We have also recently observed that adhesion of hematological malignant cells to fibronectin, by means of b1 integrin activation, reduces initial drug induced DNA damage.²¹ The neutral comet assay was used to determine if initial drug induced DNA damage correlated with CAM-DR. Cellular adhesion resulted in a 40-60% reduction in etoposide and anthracycline induced DNA double strand breaks. We also found that β1 integrin-mediated reduction in drug induced DNA double strand breaks correlated with reduced topoisomerase II activity and alterations in the nuclear pool of topoisomerase IIb (topo II). Confocal studies showed changes in the nuclear localization of topo II; however, alterations in the nuclear:cytoplasmic ratio of topo II in fibronectin adhered cells were not significantly different. Furthermore, high salt extraction of nuclear proteins from adherent versus suspension cells revealed that topo II was more tightly bound to DNA chromatin when cells were adherent. Thus, cellular adhesion via β1 integrins appears to protect cells from initial drug induced DNA damage by reducing topo II activity secondarily to alterations in the nuclear distribution of topo II. Overall, these studies illustrate that cell adhesion to fibronectin protects cells from stress (physiologic and drug induced) by multiple mechanisms (see Figure 6; color page 543). It appears that the bone marrow microenvironment provides a sanctuary for myeloma and other hematological tumors by blocking initial drug induced damage and apoptosis, thereby allowing for tumor progression and the eventual emergence of acquired drug resistance. Understanding the influence of the microenvironment on tumor cell survival and drug response may identify new molecular targets for future therapies of myeloma and other hematological malignancies.

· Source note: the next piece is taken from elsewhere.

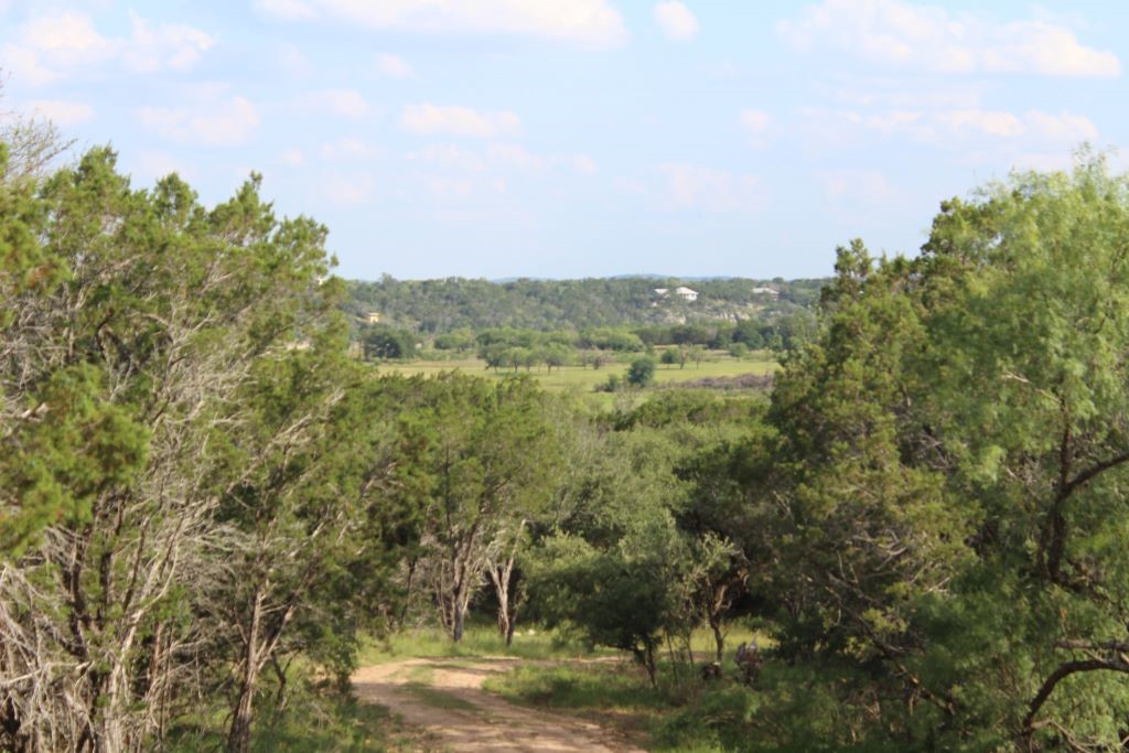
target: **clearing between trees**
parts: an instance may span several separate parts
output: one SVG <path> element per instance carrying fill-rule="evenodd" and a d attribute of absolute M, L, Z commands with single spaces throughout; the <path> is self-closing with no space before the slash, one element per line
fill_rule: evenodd
<path fill-rule="evenodd" d="M 621 733 L 583 719 L 530 709 L 482 689 L 490 675 L 523 664 L 510 657 L 414 658 L 359 668 L 357 695 L 420 729 L 427 751 L 641 751 Z"/>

The treatment of myeloma has not improved substantially in the past three decades, and the mainstay of treatment continues to rely on cytotoxic drugs and glucocorticoids. The use of high dose chemotherapy with stem cell rescue has improved response duration, but even with this treatment, most patients relapse with drug refractory disease. Enhancing the efficacy of these drugs by preventing or overcoming drug resistance may improve the frequency of response and response duration; however, this approach will also likely result in disease relapse. In order to substantially improve the treatment of myeloma, a multifaceted approach capitalizing on newly discovered biological aspects of myeloma is necessary. A wealth of new information now available regarding the pathogenesis of myeloma should provide new therapeutic targets. To date, most of these new targets are most likely to be effective in preventing disease progression or enhancing the efficacy of more traditional treatment approaches. Therefore, a major challenge to improving treatment outcome is not only discovering new therapeutic targets, but also integrating these new approaches with treatments that are known to be effective for most patients. Developing a “total approach” to the treatment of myeloma will likely involve using a treatment that first reduces tumor burden, a second approach that further eradicates residual disease, and a third approach that minimizes the growth and progression of residual myeloma. No one “total approach” is likely to be effective for all patients. Another challenge for effectively treating the majority of patients will be to identify which patients are suitable for a given therapeutic approach. Studies of genomic and proteomic profiles of individual myeloma patients should assist in identifying patients who are suitable for a particular treatment approach. Once again, discovering biological aspects of myeloma and considering unique circumstances of individual patients will assist the physician in the treatment of myeloma patients.